Prof. Dr. Boris Zernikow
Ziel des gesamten Teams ist es, einen Weg aufzuzeigen, „wie man Leben unter schwersten Bedingungen gestalten kann. Dazu gehört es auch, dass wir mit den Eltern arbeiten und sie es schaffen, irgendwann auch ihr Kind gehen zu lassen. Das ist unsere Aufgabe, bei der wir sie häufig über mehrere Jahre begleiten“, erläutert Zernikow. Das Team sähe dabei, wie die Familien mit ihren Aufgaben wachsen, aber auch „wie manche Familien an der Krankheit ihres Kindes zerbrechen“, sagt der Chefarzt. Die Trauerbegleitung beginne in dem Moment, wo es um Loslösungsprozesse gehe.

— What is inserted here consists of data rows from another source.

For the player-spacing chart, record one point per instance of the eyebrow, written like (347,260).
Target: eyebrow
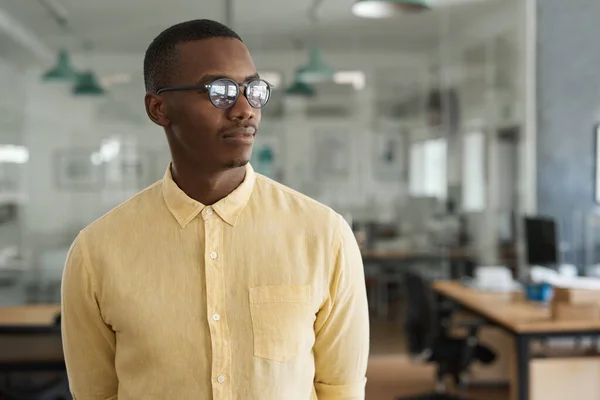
(213,77)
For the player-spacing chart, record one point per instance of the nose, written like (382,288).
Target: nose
(241,110)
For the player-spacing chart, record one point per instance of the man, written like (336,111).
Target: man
(215,282)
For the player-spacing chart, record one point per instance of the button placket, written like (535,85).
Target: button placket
(215,306)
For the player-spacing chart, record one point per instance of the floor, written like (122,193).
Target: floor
(390,376)
(391,373)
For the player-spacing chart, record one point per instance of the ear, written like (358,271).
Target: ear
(156,109)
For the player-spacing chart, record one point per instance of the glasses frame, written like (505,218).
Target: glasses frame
(207,87)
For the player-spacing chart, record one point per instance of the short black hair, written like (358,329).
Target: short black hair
(161,58)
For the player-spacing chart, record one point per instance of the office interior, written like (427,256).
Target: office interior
(459,139)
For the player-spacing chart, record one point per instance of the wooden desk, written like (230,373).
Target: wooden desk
(510,310)
(393,259)
(523,320)
(28,316)
(401,255)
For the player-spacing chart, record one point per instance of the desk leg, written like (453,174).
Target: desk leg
(522,355)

Wenn die Familie nach dem Aufenthalt wieder zuhause sei, werde sie von dem spezialisierten ambulanten pädiatrischen Palliativteam (SAPV) weiter betreut. Bis zu 120 km rund um Datteln fährt das Team zu den Familien.
„Mir ist deutlich geworden, wie wichtig die positiven Erfahrungen für die Patientinnen und Patienten sowie die Familien sind. Sie gemeinsam zu erleben, ist eine wichtige Erfahrung. Als Kirche reicht es nicht aus, zu sagen, wir wollen das Leben schützen. Sondern es ist wichtig zu sehen, wie es sich gestaltet. Dies ist ein Ort, an dem mit viel Zuwendung von Menschen geholfen wird, die in ihren Aufgaben aufgehen. So kann es gelingen“, fasst Lohmann seine Eindrücke auch mit Blick auf die bevorstehende zweite Lesung zur Regulierung der Suizidassistenz im Deutschen Bundestag zusammen.